You may notice the strapline on this website: I have Cerebral Palsy. It doesn’t have me. I chose those words deliberately. While cerebral palsy is part of my life, it has never defined who I am or limited the opportunities available to me
When Your Child is First Diagnosed
My parents had suspected that I had Cerebral Palsy long before it was officially diagnosed. They had noticed that I wasn’t developing as quickly as my older sisters – I was slow to sit up independently and I wasn’t making much progress towards walking. Doctors initially dismissed their concerns by saying I was “just slow”.
When I was later diagnosed at the age of four, my parents had very little information about what it would mean for my future. Back then, almost 40 years ago, there weren’t the same resources, access to information and support networks as there are today. My parents were completely in the dark and left to figure it out.
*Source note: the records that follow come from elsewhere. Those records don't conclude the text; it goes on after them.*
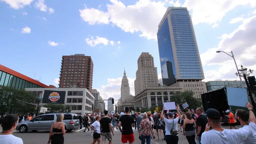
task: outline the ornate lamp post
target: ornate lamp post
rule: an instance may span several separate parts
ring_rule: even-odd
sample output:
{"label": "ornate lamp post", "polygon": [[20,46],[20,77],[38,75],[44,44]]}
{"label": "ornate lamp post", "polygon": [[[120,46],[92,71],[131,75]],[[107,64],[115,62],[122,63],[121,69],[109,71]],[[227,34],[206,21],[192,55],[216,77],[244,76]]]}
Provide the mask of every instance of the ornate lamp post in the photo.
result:
{"label": "ornate lamp post", "polygon": [[[236,65],[236,70],[237,70],[237,72],[239,73],[239,70],[238,70],[238,68],[237,67],[237,65],[236,64],[236,60],[235,59],[235,56],[234,56],[234,54],[233,54],[233,52],[231,51],[231,52],[225,52],[223,51],[216,51],[216,52],[217,53],[219,53],[221,52],[223,52],[225,53],[225,54],[227,54],[228,55],[230,56],[230,57],[232,57],[232,58],[233,58],[233,59],[234,60],[234,62],[235,62],[235,64]],[[230,54],[231,54],[231,55],[230,55],[230,54],[228,54],[228,53],[229,53]],[[240,76],[240,75],[239,75],[239,78],[240,78],[240,82],[241,82],[241,85],[242,85],[242,87],[244,88],[244,84],[243,84],[242,82],[242,79],[241,78],[241,77],[242,77],[242,76]]]}
{"label": "ornate lamp post", "polygon": [[251,99],[251,104],[253,107],[254,110],[256,108],[256,104],[253,98],[253,96],[251,95],[251,89],[250,89],[250,85],[249,85],[249,82],[248,82],[248,80],[247,79],[247,77],[249,76],[251,74],[253,73],[253,70],[251,70],[251,69],[249,69],[249,70],[247,71],[247,68],[243,68],[243,66],[241,66],[241,69],[239,69],[238,72],[236,72],[235,74],[237,76],[239,76],[241,77],[243,77],[244,80],[245,80],[245,83],[246,84],[246,86],[247,86],[247,88],[248,89],[248,92],[249,92],[249,96]]}

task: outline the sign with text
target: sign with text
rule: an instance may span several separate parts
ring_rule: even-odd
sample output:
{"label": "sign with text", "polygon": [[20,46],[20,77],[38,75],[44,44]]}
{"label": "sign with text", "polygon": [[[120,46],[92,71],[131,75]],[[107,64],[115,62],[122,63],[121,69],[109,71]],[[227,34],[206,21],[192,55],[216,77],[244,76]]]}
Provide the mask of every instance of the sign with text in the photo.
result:
{"label": "sign with text", "polygon": [[180,9],[181,10],[187,10],[187,7],[177,7],[176,6],[172,7],[172,9]]}
{"label": "sign with text", "polygon": [[175,102],[164,102],[163,106],[165,106],[164,110],[176,110]]}
{"label": "sign with text", "polygon": [[64,104],[66,94],[66,91],[45,90],[43,103]]}
{"label": "sign with text", "polygon": [[184,109],[187,108],[187,107],[189,107],[189,105],[187,104],[187,102],[186,102],[182,104],[182,107],[183,107],[183,108]]}

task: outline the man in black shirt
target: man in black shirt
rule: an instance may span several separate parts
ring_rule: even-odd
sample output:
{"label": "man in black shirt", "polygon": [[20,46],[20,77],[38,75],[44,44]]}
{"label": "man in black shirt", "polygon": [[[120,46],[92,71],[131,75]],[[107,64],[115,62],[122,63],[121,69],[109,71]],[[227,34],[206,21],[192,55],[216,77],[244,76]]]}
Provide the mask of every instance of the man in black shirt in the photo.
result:
{"label": "man in black shirt", "polygon": [[203,114],[203,110],[201,108],[197,108],[196,111],[197,114],[199,116],[197,119],[197,134],[196,139],[198,140],[200,144],[201,144],[201,136],[205,130],[205,127],[208,120],[207,117]]}
{"label": "man in black shirt", "polygon": [[111,126],[111,119],[108,117],[108,111],[104,111],[104,116],[99,121],[100,124],[100,129],[101,134],[102,136],[102,144],[105,144],[106,139],[108,140],[108,144],[112,144],[112,135],[111,135],[110,130],[112,132],[113,136],[114,136],[113,129]]}
{"label": "man in black shirt", "polygon": [[[133,117],[130,116],[129,113],[130,110],[128,107],[125,108],[125,114],[120,117],[118,123],[118,128],[122,133],[122,138],[121,141],[123,143],[127,143],[129,141],[129,143],[132,144],[134,141],[134,136],[132,128],[135,127],[134,120]],[[121,124],[123,127],[121,128]]]}

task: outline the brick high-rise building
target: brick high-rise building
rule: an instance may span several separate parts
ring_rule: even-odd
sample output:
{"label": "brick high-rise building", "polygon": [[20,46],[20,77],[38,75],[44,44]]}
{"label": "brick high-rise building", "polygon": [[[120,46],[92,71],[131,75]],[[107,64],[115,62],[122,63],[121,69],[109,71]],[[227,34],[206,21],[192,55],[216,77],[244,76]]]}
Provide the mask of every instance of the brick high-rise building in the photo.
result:
{"label": "brick high-rise building", "polygon": [[87,88],[91,92],[93,63],[84,54],[63,56],[59,74],[59,88]]}

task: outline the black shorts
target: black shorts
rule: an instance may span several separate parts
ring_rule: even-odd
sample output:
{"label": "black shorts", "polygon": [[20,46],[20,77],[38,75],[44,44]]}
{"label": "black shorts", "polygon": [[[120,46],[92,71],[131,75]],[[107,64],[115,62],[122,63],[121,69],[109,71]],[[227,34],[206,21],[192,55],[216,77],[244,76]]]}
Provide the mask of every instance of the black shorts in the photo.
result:
{"label": "black shorts", "polygon": [[98,139],[98,138],[101,138],[101,134],[99,134],[97,132],[95,132],[93,133],[93,139]]}

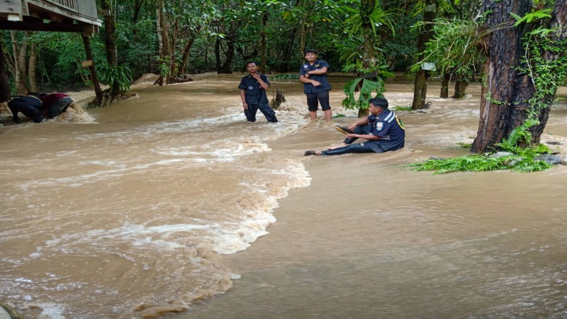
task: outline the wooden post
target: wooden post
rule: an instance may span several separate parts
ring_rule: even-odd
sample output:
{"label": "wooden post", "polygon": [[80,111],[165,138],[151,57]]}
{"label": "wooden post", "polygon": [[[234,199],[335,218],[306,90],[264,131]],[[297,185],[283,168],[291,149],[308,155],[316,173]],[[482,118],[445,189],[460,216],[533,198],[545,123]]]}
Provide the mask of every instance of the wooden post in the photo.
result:
{"label": "wooden post", "polygon": [[[89,37],[83,35],[83,45],[84,45],[84,51],[86,53],[86,60],[93,61],[93,52],[91,50],[91,40]],[[99,78],[96,77],[96,70],[94,68],[94,63],[89,67],[91,71],[91,82],[93,83],[93,89],[94,90],[94,95],[96,96],[96,105],[101,106],[102,103],[102,91],[101,90],[101,84],[99,84]]]}
{"label": "wooden post", "polygon": [[4,49],[0,41],[0,102],[6,102],[12,99],[10,85],[8,84],[8,69],[6,68]]}

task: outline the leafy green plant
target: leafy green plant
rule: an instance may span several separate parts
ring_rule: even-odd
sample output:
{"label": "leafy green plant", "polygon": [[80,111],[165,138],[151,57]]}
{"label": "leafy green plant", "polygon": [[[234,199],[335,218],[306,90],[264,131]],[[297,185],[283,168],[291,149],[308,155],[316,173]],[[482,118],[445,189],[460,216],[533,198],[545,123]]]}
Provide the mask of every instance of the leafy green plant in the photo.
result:
{"label": "leafy green plant", "polygon": [[[508,138],[495,144],[500,150],[510,153],[509,155],[494,156],[492,153],[461,156],[452,159],[430,159],[422,163],[408,165],[416,171],[434,171],[433,174],[444,174],[451,172],[481,172],[498,169],[512,169],[515,172],[538,172],[549,169],[551,165],[541,160],[536,160],[538,155],[549,154],[549,148],[542,144],[525,147],[529,144],[532,134],[529,129],[537,124],[537,121],[528,120],[516,128]],[[470,145],[461,143],[462,147]]]}
{"label": "leafy green plant", "polygon": [[156,57],[156,60],[157,60],[158,63],[157,68],[159,69],[159,75],[162,77],[167,77],[171,73],[171,69],[169,69],[169,57]]}
{"label": "leafy green plant", "polygon": [[275,74],[270,77],[270,78],[275,79],[298,79],[299,75],[297,74]]}
{"label": "leafy green plant", "polygon": [[107,65],[106,67],[101,69],[100,74],[102,83],[110,86],[118,83],[121,92],[130,90],[133,71],[128,65],[124,64],[116,67]]}

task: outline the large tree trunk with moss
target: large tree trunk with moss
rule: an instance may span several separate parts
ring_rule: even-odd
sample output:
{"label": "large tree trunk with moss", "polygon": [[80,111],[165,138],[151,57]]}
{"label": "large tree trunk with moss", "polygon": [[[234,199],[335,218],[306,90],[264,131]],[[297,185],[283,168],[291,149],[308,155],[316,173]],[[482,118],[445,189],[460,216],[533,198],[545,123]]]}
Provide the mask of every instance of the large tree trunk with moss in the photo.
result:
{"label": "large tree trunk with moss", "polygon": [[[106,61],[108,65],[117,67],[118,48],[116,47],[116,26],[114,21],[114,16],[112,15],[112,8],[108,3],[108,0],[101,0],[101,8],[106,12],[104,16],[104,45],[106,53]],[[111,88],[111,100],[120,95],[120,84],[115,82]]]}
{"label": "large tree trunk with moss", "polygon": [[[547,27],[563,27],[567,25],[567,0],[555,1],[553,18]],[[522,71],[525,67],[522,63],[527,50],[524,47],[522,37],[529,28],[530,23],[522,23],[517,27],[511,26],[515,20],[510,13],[524,16],[529,13],[535,4],[529,0],[502,0],[494,1],[484,0],[483,12],[490,12],[486,16],[487,27],[495,28],[486,39],[488,60],[485,65],[485,85],[483,86],[481,100],[481,116],[478,131],[473,143],[472,152],[483,152],[493,145],[507,138],[510,132],[520,126],[528,117],[531,106],[528,101],[536,96],[537,89],[534,79],[529,72]],[[536,21],[534,21],[534,23]],[[508,28],[502,28],[506,24]],[[499,26],[498,28],[496,28]],[[567,36],[563,31],[555,40],[565,41]],[[546,61],[556,61],[565,56],[566,50],[552,53],[546,52],[543,58]],[[540,63],[543,61],[540,61]],[[556,72],[556,70],[550,70]],[[544,74],[545,75],[545,74]],[[543,103],[551,106],[553,103],[556,86],[547,89],[544,95],[537,95],[535,103]],[[529,128],[533,142],[539,142],[539,138],[547,122],[550,108],[537,108],[536,118],[539,125]]]}
{"label": "large tree trunk with moss", "polygon": [[[437,14],[437,0],[425,0],[425,9],[423,12],[425,25],[421,27],[422,29],[417,38],[417,51],[420,52],[419,60],[421,60],[423,57],[421,52],[425,50],[425,43],[433,36],[433,20],[435,19]],[[412,109],[420,110],[425,105],[425,95],[427,94],[427,77],[426,72],[427,71],[420,67],[420,70],[415,74]]]}
{"label": "large tree trunk with moss", "polygon": [[[0,35],[2,35],[0,33]],[[0,41],[0,103],[10,101],[12,99],[10,92],[10,84],[8,83],[8,69],[6,67],[6,57],[2,41]]]}

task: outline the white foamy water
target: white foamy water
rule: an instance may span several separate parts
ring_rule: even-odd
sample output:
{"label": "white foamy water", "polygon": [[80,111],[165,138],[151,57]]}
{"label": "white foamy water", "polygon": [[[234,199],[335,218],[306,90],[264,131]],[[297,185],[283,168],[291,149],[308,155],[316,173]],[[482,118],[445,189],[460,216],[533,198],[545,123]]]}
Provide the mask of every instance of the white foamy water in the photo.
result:
{"label": "white foamy water", "polygon": [[[322,158],[303,152],[343,136],[305,118],[301,84],[279,83],[279,123],[247,123],[240,77],[142,81],[139,97],[74,121],[2,128],[0,300],[42,319],[564,313],[563,167],[400,167],[467,152],[478,86],[399,112],[403,150]],[[340,124],[357,115],[337,106],[346,79],[331,93]],[[409,82],[386,87],[392,106],[411,103]],[[542,136],[561,150],[565,109]]]}
{"label": "white foamy water", "polygon": [[231,286],[222,256],[267,234],[278,200],[310,179],[266,142],[308,121],[247,123],[236,89],[187,99],[207,85],[4,128],[2,299],[30,318],[132,318]]}

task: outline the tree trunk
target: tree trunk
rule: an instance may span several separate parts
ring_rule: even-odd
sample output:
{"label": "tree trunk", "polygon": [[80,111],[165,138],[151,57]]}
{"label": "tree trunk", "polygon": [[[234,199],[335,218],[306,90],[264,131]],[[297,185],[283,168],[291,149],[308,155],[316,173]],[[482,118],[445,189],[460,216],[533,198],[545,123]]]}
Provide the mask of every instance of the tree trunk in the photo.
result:
{"label": "tree trunk", "polygon": [[26,57],[28,54],[28,42],[26,38],[30,34],[28,31],[22,40],[22,43],[18,45],[18,39],[16,37],[16,31],[10,31],[12,37],[12,47],[13,49],[13,60],[15,68],[14,82],[16,83],[16,94],[18,95],[26,95],[29,89],[26,84]]}
{"label": "tree trunk", "polygon": [[[565,26],[567,23],[566,2],[567,0],[555,1],[551,27]],[[530,0],[484,0],[483,11],[490,12],[487,16],[487,27],[494,28],[504,23],[510,24],[510,12],[524,16],[530,12],[532,4]],[[526,52],[522,37],[529,27],[529,23],[524,23],[517,27],[498,28],[487,38],[488,57],[485,67],[487,77],[481,94],[478,131],[471,152],[486,152],[527,118],[527,111],[530,108],[528,101],[534,96],[536,89],[529,74],[521,73],[518,68],[522,66],[522,59]],[[565,41],[567,35],[563,32],[559,36],[562,38],[555,40]],[[546,60],[556,60],[565,54],[564,50],[548,52],[543,57]],[[556,87],[539,102],[551,106],[556,92]],[[529,129],[532,142],[539,142],[549,111],[549,107],[537,111],[537,117],[540,123]]]}
{"label": "tree trunk", "polygon": [[181,66],[179,67],[180,74],[185,74],[187,73],[187,64],[191,57],[191,48],[193,47],[193,43],[195,42],[196,37],[196,33],[191,33],[189,38],[187,39],[187,44],[185,45],[185,50],[183,51],[183,57],[181,57]]}
{"label": "tree trunk", "polygon": [[[140,16],[140,11],[144,5],[146,0],[135,0],[134,2],[134,13],[132,14],[132,23],[136,24],[137,23],[137,18]],[[135,33],[135,28],[134,28]]]}
{"label": "tree trunk", "polygon": [[172,43],[169,45],[169,74],[167,77],[167,83],[174,82],[175,77],[177,75],[177,63],[175,59],[175,46],[177,45],[177,33],[179,28],[179,20],[176,19],[174,23],[173,32],[172,33]]}
{"label": "tree trunk", "polygon": [[217,38],[215,41],[215,66],[217,69],[217,72],[220,70],[220,38]]}
{"label": "tree trunk", "polygon": [[[101,8],[108,12],[112,12],[108,0],[101,1]],[[114,22],[114,16],[111,13],[104,16],[104,44],[106,52],[106,61],[108,65],[117,67],[118,49],[116,47],[116,26]],[[115,82],[111,88],[111,100],[120,95],[120,84]]]}
{"label": "tree trunk", "polygon": [[451,82],[451,74],[443,74],[441,77],[441,93],[439,97],[447,99],[449,97],[449,84]]}
{"label": "tree trunk", "polygon": [[[0,33],[0,35],[3,35]],[[10,92],[10,84],[8,83],[8,69],[6,67],[6,57],[2,41],[0,41],[0,103],[6,102],[12,99]]]}
{"label": "tree trunk", "polygon": [[[423,13],[423,22],[420,35],[417,38],[417,51],[420,52],[418,60],[421,60],[425,50],[425,43],[433,36],[433,20],[437,14],[437,0],[425,0],[425,9]],[[427,93],[427,78],[426,71],[421,67],[415,74],[414,84],[413,103],[412,109],[420,110],[425,105],[425,96]]]}
{"label": "tree trunk", "polygon": [[38,61],[38,50],[35,44],[32,43],[30,47],[30,60],[28,64],[28,82],[30,83],[30,90],[33,92],[39,92],[38,89],[38,80],[35,77],[36,62]]}
{"label": "tree trunk", "polygon": [[468,82],[463,81],[461,79],[457,79],[455,81],[455,93],[451,96],[453,99],[461,99],[465,96],[466,88],[468,86]]}
{"label": "tree trunk", "polygon": [[[364,68],[371,67],[372,63],[374,63],[374,30],[372,29],[372,21],[370,21],[369,16],[374,10],[376,6],[376,0],[361,0],[360,1],[360,15],[362,17],[362,37],[364,39],[362,44],[362,66]],[[363,82],[367,81],[369,77],[367,74],[363,74]],[[363,93],[361,93],[362,94]],[[370,99],[372,96],[365,96],[366,99]],[[359,108],[359,118],[368,116],[368,108]]]}
{"label": "tree trunk", "polygon": [[[285,44],[284,44],[285,47],[284,47],[284,49],[282,50],[282,52],[284,52],[284,56],[283,56],[282,59],[279,59],[280,61],[282,61],[282,62],[276,62],[276,63],[278,63],[278,65],[277,65],[278,71],[279,71],[279,72],[286,72],[289,71],[289,69],[290,69],[290,62],[293,63],[293,67],[295,67],[297,65],[297,63],[296,63],[296,62],[295,60],[290,61],[290,60],[291,60],[291,55],[293,54],[293,43],[296,40],[296,33],[297,33],[297,28],[296,27],[292,27],[291,28],[291,30],[289,30],[289,33],[288,33],[288,40],[287,40],[287,41],[285,42]],[[303,55],[303,52],[301,52],[301,54]],[[297,67],[297,69],[296,69],[296,71],[297,71],[298,69],[299,69],[299,67]]]}
{"label": "tree trunk", "polygon": [[99,78],[96,77],[96,69],[93,60],[93,51],[91,49],[91,40],[89,37],[83,35],[83,45],[84,46],[86,60],[93,61],[93,65],[89,67],[89,70],[91,72],[91,82],[93,84],[93,90],[94,90],[94,95],[96,98],[96,106],[102,106],[102,90],[101,89],[101,84],[99,83]]}
{"label": "tree trunk", "polygon": [[169,84],[171,82],[172,72],[171,72],[171,67],[172,64],[174,62],[172,61],[172,43],[169,38],[169,33],[171,30],[171,26],[169,25],[169,22],[167,21],[167,17],[165,15],[165,12],[164,12],[164,9],[165,8],[165,4],[164,0],[159,1],[159,33],[162,36],[162,44],[161,45],[162,52],[160,55],[162,55],[162,58],[167,59],[169,61],[169,74],[167,74],[166,77],[165,84]]}
{"label": "tree trunk", "polygon": [[236,43],[236,23],[232,22],[230,23],[230,30],[226,35],[227,39],[227,48],[226,53],[225,54],[225,62],[218,69],[217,73],[219,74],[232,74],[232,60],[235,57],[235,44]]}

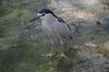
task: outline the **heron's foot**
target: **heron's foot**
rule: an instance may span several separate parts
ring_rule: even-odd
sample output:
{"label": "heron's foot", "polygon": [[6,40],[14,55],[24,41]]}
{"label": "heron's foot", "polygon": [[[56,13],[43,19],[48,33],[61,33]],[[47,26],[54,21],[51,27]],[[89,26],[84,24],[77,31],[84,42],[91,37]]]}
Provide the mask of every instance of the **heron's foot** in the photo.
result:
{"label": "heron's foot", "polygon": [[59,58],[58,58],[58,59],[59,59],[59,60],[61,60],[61,59],[69,59],[69,57],[66,57],[64,52],[61,52],[61,53],[59,55]]}

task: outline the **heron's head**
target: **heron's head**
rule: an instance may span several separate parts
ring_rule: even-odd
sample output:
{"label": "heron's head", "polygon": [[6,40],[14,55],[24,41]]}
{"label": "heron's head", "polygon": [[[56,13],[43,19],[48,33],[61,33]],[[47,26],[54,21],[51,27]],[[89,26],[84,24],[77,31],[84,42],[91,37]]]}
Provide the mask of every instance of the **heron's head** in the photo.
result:
{"label": "heron's head", "polygon": [[38,12],[36,12],[35,17],[32,19],[31,22],[34,22],[34,21],[36,21],[37,19],[43,19],[44,16],[46,16],[46,15],[48,15],[48,14],[55,15],[52,11],[50,11],[50,10],[48,10],[48,9],[41,9],[41,10],[39,10]]}

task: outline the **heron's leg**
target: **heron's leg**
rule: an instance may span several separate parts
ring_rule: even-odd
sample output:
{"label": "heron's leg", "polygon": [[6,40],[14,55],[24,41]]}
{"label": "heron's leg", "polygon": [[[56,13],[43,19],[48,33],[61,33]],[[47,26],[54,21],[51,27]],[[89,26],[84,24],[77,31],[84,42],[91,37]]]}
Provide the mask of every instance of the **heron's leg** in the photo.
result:
{"label": "heron's leg", "polygon": [[65,53],[64,53],[64,48],[65,48],[66,43],[64,40],[61,40],[61,52],[60,52],[60,57],[59,60],[61,60],[62,58],[69,59]]}
{"label": "heron's leg", "polygon": [[56,56],[58,55],[58,52],[53,52],[53,46],[55,46],[55,44],[53,44],[53,40],[52,39],[50,39],[50,41],[49,41],[49,53],[47,55],[47,58],[48,58],[48,60],[52,60],[53,58],[56,58]]}

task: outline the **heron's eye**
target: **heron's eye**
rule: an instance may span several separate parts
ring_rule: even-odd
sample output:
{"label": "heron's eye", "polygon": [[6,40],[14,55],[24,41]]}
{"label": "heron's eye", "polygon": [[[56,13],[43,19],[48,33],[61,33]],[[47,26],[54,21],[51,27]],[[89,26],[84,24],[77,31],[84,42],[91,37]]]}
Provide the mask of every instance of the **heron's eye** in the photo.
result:
{"label": "heron's eye", "polygon": [[43,13],[43,16],[45,15],[45,13]]}

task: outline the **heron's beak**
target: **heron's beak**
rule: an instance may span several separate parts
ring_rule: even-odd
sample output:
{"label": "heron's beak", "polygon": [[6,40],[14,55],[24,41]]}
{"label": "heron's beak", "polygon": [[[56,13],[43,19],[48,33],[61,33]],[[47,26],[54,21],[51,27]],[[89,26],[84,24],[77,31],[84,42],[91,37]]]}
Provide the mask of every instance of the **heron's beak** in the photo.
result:
{"label": "heron's beak", "polygon": [[38,13],[38,14],[37,14],[34,19],[32,19],[29,22],[34,22],[34,21],[40,19],[41,16],[43,16],[43,15]]}

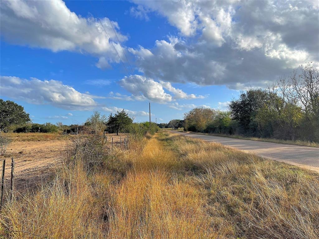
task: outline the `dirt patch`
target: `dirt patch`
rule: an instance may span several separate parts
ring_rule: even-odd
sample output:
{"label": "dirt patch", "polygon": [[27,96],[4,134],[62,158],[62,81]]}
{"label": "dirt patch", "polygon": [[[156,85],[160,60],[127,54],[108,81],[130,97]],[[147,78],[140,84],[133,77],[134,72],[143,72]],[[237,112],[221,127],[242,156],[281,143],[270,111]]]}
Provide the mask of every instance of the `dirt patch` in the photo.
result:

Hearing the term “Cerebral Palsy, they were naturally worried about what that meant for me and my future.
How You Might be Feeling
If you’ve recently learnt that your child has CP, it’s natural to feel overwhelmed, anxious and worried about the future. You’ll be grappling with many emotions – grief, confusion and you’ll no doubt have lots of questions. That’s why I created this hub – to help provide some of the answers and hopefully calm some of your anxieties about the future.
In the early days after diagnosis, it might feel as though you need to understand everything about Cerebral Palsy. Try to resist the urge to scroll the internet night after night. The reality is that learning about CP is a gradual process and your child will grow and develop in their own way so you’ll learn alongside them. It’s okay if you don’t have all the answers right now.
Cerebral Palsy Isn’t the Whole Picture
It’s important to remember that Cerebral Palsy is just one aspect of who your child is – it’s not the whole picture. Your child is still an individual who has their own personality, strengths and interests. Try not to focus too heavily on Cerebral Palsy or fret about the future, just nurture and support your child as you would without the CP.
As I’ve said, a diagnosis can seem overwhelming and for a time, it might be the only thing you can think about. That’s OK – take time to process it. I know it’s easy to say but try not to worry about the future – focus on one small step at a time. Understand the support that’s available, speak to therapists or just take time as a family to process it. I can assure you that, in time, the path ahead will emerge – you won’t always feel as overwhelmed as perhaps you feel now.
The following sections of this hub explore many of the questions parents might have after a diagnosis – from understanding how to support your child to when and how to explain the diagnosis to them. I can’t promise you that the days ahead will be easy – I still have days that are challenging. But I can promise you this – a diagnosis of Cerebral Palsy doesn’t mean your child can’t have a full or meaningful life.